Yin Yoga – The Quiet Practice

Yoga has so much to offer in the way of practice – poses for strength and poses for flexibility; sequences that stimulate and flows that calm; breathing techniques that heat you up and those that cool you down; focusing skills that help you concentrate and meditations that allow you to expand…In the span of a week, one can tailor their practice to include all these areas so that by the end of seven days you are well-balanced to start the next week. One great way to finish off your week is with the practice of Yin Yoga (you can practice yin with me on Thursdays and Sundays at 9:15 am!).

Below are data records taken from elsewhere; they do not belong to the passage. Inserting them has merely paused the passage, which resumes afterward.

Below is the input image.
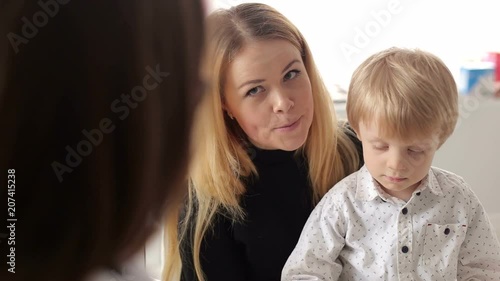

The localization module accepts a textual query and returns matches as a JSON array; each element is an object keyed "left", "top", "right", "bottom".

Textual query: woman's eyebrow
[{"left": 281, "top": 59, "right": 300, "bottom": 74}]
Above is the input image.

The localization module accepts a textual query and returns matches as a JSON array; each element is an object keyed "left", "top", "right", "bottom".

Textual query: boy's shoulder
[{"left": 430, "top": 166, "right": 473, "bottom": 196}]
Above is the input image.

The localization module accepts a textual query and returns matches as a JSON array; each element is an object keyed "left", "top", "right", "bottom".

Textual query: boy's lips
[{"left": 385, "top": 176, "right": 406, "bottom": 182}]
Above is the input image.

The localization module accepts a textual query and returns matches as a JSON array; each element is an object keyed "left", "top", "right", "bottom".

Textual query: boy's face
[{"left": 357, "top": 122, "right": 439, "bottom": 201}]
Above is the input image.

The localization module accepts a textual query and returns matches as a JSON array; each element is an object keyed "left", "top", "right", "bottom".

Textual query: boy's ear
[{"left": 352, "top": 126, "right": 363, "bottom": 142}]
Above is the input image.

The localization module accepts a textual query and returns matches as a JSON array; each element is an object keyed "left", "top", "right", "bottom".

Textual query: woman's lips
[{"left": 276, "top": 117, "right": 302, "bottom": 132}]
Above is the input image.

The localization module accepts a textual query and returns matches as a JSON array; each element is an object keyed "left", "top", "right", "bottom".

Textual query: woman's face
[{"left": 223, "top": 40, "right": 314, "bottom": 151}]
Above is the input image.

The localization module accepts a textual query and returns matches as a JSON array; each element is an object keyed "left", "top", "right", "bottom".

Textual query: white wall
[
  {"left": 434, "top": 98, "right": 500, "bottom": 239},
  {"left": 208, "top": 0, "right": 500, "bottom": 99}
]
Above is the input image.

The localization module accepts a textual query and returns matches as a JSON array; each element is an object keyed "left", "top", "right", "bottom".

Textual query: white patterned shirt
[{"left": 281, "top": 166, "right": 500, "bottom": 281}]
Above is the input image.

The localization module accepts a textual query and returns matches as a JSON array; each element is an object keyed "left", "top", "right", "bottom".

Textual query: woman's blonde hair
[
  {"left": 164, "top": 3, "right": 359, "bottom": 281},
  {"left": 347, "top": 47, "right": 458, "bottom": 145}
]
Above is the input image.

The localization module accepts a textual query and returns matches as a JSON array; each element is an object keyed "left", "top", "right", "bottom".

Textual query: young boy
[{"left": 281, "top": 48, "right": 500, "bottom": 281}]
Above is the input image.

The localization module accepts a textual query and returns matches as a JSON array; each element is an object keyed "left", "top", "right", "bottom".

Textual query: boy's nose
[{"left": 387, "top": 153, "right": 406, "bottom": 171}]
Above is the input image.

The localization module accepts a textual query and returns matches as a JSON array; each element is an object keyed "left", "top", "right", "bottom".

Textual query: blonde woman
[{"left": 164, "top": 4, "right": 362, "bottom": 281}]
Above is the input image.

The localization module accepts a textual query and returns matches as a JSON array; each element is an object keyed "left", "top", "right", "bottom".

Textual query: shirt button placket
[{"left": 397, "top": 204, "right": 413, "bottom": 280}]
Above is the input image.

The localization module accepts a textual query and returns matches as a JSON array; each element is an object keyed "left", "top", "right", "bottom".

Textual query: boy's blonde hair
[
  {"left": 163, "top": 3, "right": 359, "bottom": 281},
  {"left": 347, "top": 48, "right": 458, "bottom": 145}
]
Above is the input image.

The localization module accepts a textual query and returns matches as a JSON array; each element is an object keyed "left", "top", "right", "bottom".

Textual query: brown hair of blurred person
[{"left": 0, "top": 0, "right": 204, "bottom": 281}]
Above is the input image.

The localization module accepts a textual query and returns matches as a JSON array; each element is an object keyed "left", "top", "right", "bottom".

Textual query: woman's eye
[
  {"left": 283, "top": 69, "right": 300, "bottom": 81},
  {"left": 245, "top": 86, "right": 263, "bottom": 96}
]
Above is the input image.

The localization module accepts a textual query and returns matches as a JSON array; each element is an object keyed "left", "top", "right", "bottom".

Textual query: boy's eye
[
  {"left": 245, "top": 86, "right": 264, "bottom": 96},
  {"left": 283, "top": 69, "right": 300, "bottom": 81},
  {"left": 408, "top": 148, "right": 424, "bottom": 153}
]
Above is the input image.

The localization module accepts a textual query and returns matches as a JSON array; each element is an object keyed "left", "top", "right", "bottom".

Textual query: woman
[
  {"left": 164, "top": 4, "right": 360, "bottom": 281},
  {"left": 0, "top": 0, "right": 204, "bottom": 281}
]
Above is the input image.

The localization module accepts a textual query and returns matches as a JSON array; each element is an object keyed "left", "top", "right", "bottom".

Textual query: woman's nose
[{"left": 273, "top": 90, "right": 295, "bottom": 113}]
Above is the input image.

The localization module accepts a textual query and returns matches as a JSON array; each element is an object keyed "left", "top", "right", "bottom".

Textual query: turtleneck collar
[{"left": 247, "top": 145, "right": 296, "bottom": 164}]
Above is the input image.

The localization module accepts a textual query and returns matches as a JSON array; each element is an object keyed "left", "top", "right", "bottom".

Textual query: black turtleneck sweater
[{"left": 181, "top": 124, "right": 361, "bottom": 281}]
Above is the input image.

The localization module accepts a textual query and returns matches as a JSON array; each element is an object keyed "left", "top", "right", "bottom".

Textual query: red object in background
[{"left": 487, "top": 52, "right": 500, "bottom": 82}]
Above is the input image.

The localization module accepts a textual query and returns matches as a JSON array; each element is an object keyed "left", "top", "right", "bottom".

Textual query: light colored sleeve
[
  {"left": 457, "top": 183, "right": 500, "bottom": 281},
  {"left": 281, "top": 190, "right": 346, "bottom": 281}
]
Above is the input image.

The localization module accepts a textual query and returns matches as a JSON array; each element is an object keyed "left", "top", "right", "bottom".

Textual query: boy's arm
[
  {"left": 457, "top": 186, "right": 500, "bottom": 281},
  {"left": 281, "top": 192, "right": 346, "bottom": 281}
]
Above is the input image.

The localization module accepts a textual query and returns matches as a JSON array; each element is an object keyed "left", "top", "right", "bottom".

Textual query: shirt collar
[{"left": 356, "top": 165, "right": 443, "bottom": 201}]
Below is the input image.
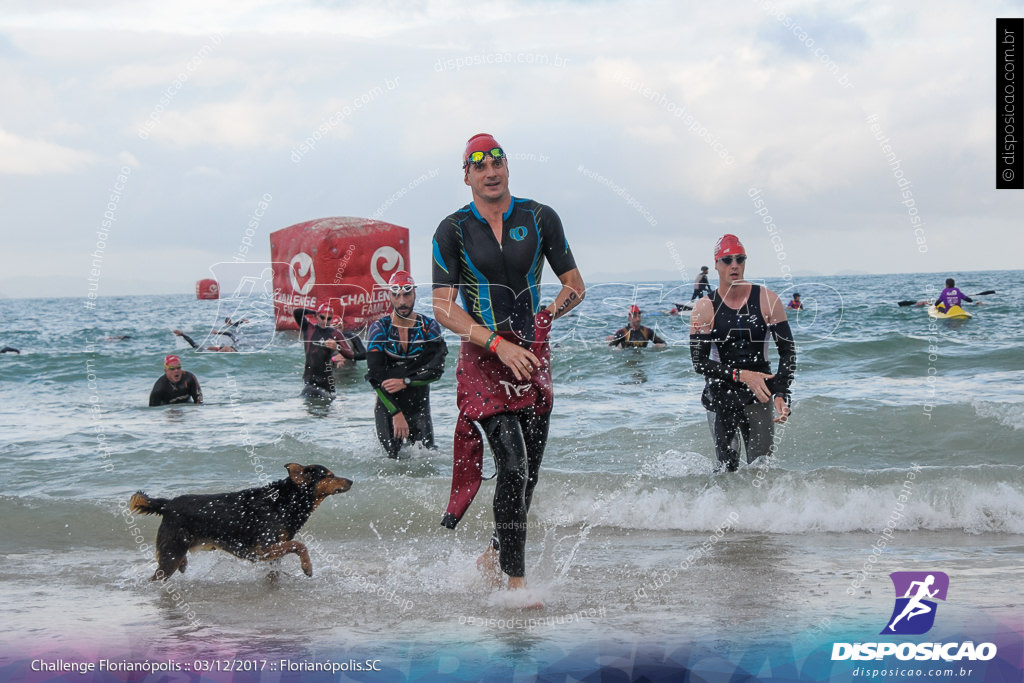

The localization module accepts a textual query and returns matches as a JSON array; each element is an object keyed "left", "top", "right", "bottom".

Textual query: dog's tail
[{"left": 128, "top": 490, "right": 167, "bottom": 515}]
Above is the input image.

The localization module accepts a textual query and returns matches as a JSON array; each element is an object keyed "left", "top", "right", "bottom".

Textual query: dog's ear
[{"left": 285, "top": 463, "right": 309, "bottom": 486}]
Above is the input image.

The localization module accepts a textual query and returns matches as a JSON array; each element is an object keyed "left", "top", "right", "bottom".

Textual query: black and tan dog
[{"left": 130, "top": 463, "right": 352, "bottom": 581}]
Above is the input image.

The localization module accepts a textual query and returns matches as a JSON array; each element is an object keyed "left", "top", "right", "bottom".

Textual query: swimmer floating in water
[{"left": 174, "top": 330, "right": 239, "bottom": 352}]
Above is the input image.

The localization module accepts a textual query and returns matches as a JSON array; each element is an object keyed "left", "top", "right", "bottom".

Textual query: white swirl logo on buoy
[
  {"left": 288, "top": 252, "right": 316, "bottom": 296},
  {"left": 370, "top": 247, "right": 406, "bottom": 287}
]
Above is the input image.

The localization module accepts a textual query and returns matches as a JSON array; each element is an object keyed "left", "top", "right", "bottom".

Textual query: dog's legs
[
  {"left": 259, "top": 541, "right": 313, "bottom": 577},
  {"left": 150, "top": 525, "right": 191, "bottom": 581}
]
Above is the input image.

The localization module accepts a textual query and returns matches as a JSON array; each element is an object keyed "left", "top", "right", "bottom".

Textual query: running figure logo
[{"left": 882, "top": 571, "right": 949, "bottom": 636}]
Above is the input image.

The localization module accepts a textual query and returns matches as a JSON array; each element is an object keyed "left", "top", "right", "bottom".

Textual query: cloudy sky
[{"left": 0, "top": 0, "right": 1024, "bottom": 297}]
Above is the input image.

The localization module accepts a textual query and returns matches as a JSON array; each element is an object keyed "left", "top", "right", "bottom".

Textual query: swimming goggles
[
  {"left": 387, "top": 285, "right": 416, "bottom": 294},
  {"left": 718, "top": 254, "right": 746, "bottom": 265},
  {"left": 462, "top": 147, "right": 505, "bottom": 168}
]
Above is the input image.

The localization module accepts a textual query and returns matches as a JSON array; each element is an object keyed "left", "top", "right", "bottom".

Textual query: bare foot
[{"left": 476, "top": 545, "right": 502, "bottom": 588}]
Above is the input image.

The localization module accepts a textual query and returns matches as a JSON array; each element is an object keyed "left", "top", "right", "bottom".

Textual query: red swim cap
[
  {"left": 387, "top": 270, "right": 416, "bottom": 287},
  {"left": 462, "top": 133, "right": 502, "bottom": 166},
  {"left": 715, "top": 234, "right": 746, "bottom": 261}
]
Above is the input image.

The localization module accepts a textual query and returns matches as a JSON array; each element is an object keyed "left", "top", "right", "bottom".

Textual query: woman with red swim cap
[{"left": 690, "top": 234, "right": 797, "bottom": 472}]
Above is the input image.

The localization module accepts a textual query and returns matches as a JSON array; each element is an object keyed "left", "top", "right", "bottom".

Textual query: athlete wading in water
[
  {"left": 433, "top": 134, "right": 584, "bottom": 589},
  {"left": 690, "top": 234, "right": 797, "bottom": 472}
]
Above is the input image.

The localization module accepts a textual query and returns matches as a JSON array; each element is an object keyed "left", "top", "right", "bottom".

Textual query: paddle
[{"left": 896, "top": 290, "right": 995, "bottom": 306}]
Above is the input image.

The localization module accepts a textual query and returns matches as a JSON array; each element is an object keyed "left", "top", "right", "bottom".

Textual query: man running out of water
[{"left": 690, "top": 234, "right": 797, "bottom": 472}]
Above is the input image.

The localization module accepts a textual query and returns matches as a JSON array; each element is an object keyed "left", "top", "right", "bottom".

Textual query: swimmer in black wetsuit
[
  {"left": 690, "top": 234, "right": 797, "bottom": 472},
  {"left": 150, "top": 353, "right": 203, "bottom": 405},
  {"left": 367, "top": 270, "right": 447, "bottom": 458},
  {"left": 292, "top": 303, "right": 367, "bottom": 398},
  {"left": 433, "top": 133, "right": 585, "bottom": 589},
  {"left": 608, "top": 306, "right": 665, "bottom": 348},
  {"left": 174, "top": 330, "right": 239, "bottom": 351}
]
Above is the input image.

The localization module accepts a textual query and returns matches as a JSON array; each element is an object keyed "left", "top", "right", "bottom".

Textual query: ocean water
[{"left": 0, "top": 271, "right": 1024, "bottom": 680}]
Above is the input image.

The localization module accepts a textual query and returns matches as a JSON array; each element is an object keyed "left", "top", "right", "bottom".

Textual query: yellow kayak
[{"left": 928, "top": 304, "right": 971, "bottom": 321}]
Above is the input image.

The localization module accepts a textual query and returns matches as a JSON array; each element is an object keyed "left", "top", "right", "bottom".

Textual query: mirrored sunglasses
[
  {"left": 718, "top": 254, "right": 746, "bottom": 265},
  {"left": 387, "top": 285, "right": 416, "bottom": 294},
  {"left": 462, "top": 147, "right": 505, "bottom": 168}
]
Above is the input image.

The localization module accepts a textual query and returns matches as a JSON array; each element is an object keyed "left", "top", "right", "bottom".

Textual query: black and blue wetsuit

Sometimes referred to as “the quiet practice”, Yin Yoga has become a wonderful complement to more active styles of yoga. In the context of yin and yang (contrasting dualities of existence), yin is slow/passive/inward/cool while yang is moving/active/outward/warm. Yin Yoga is done with little movement and no warm-up, and one is guided to passively release into a pose for an extended period of time, bringing their mental focus inward. This is not a restorative practice – it can be challenging and even stimulating to remain still and work with the sensations that come and go in the body. Our goal on a physical level is to gently bring a traction-like stimulation to the joints and deeper connective tissues in order to bring about a release of rigidity, promote better energy flow, and therefore improve mobility. Sometimes the pose will feel like a squeeze or squish as we lean or fold into it; other times the pose will feel like a pull as tissues are gently coaxed apart. Body sensations can become intense and then they subside…and we learn not to over-react or under-react. The goals on energetic and mental levels are to breathe, to stay connected, to stay present. We breathe through the experience with mindful awareness and of course, with wisdom – knowing what you know and feel of your body (your health situation, your injuries, your current mind-state, etc.), you are asked to make skillful decisions in guiding your body to its appropriate edge, not pushing beyond that edge. And you always have the choice not to go there at all if this practice isn’t right for you at the time (recent injury, acute health condition, high anxiety, etc.). So there is a huge component in this practice of mindfulness – being very present at all times as a discerning participant and keen observer.

My experience of Yin Yoga has run the gamut from profound release to frustration (as one of my dear teachers calls it, “from blissed to pissed”…). It reminds me of the ebbs and flows of life…Some days I let go completely and allow the practice to unfold, gently releasing my muscular gripping and feeling into the pull of the tissues. When I’m focused and present, I can direct my awareness to my breath and actually feel a deeper energetic release that sometimes defies explanation. Not just a physical release in the body, but mentally and emotionally letting go. Other times, I am impatient and restless as I resist the “pose I don’t like”. My hips ache, my mind wanders, I need to hurry up to get to my emails, and I can’t wait until it’s over as I fidget and silently complain. On those days, my practice is self-compassion and acceptance…

All yoga is about finding harmony within oneself – balance in body, breath, emotions, mind..and this balance allows us to connect on a deeper level to one another, and to Spirit. Yin Yoga, as a complement to more active, yang-style practices, offers one more way we can return to harmony.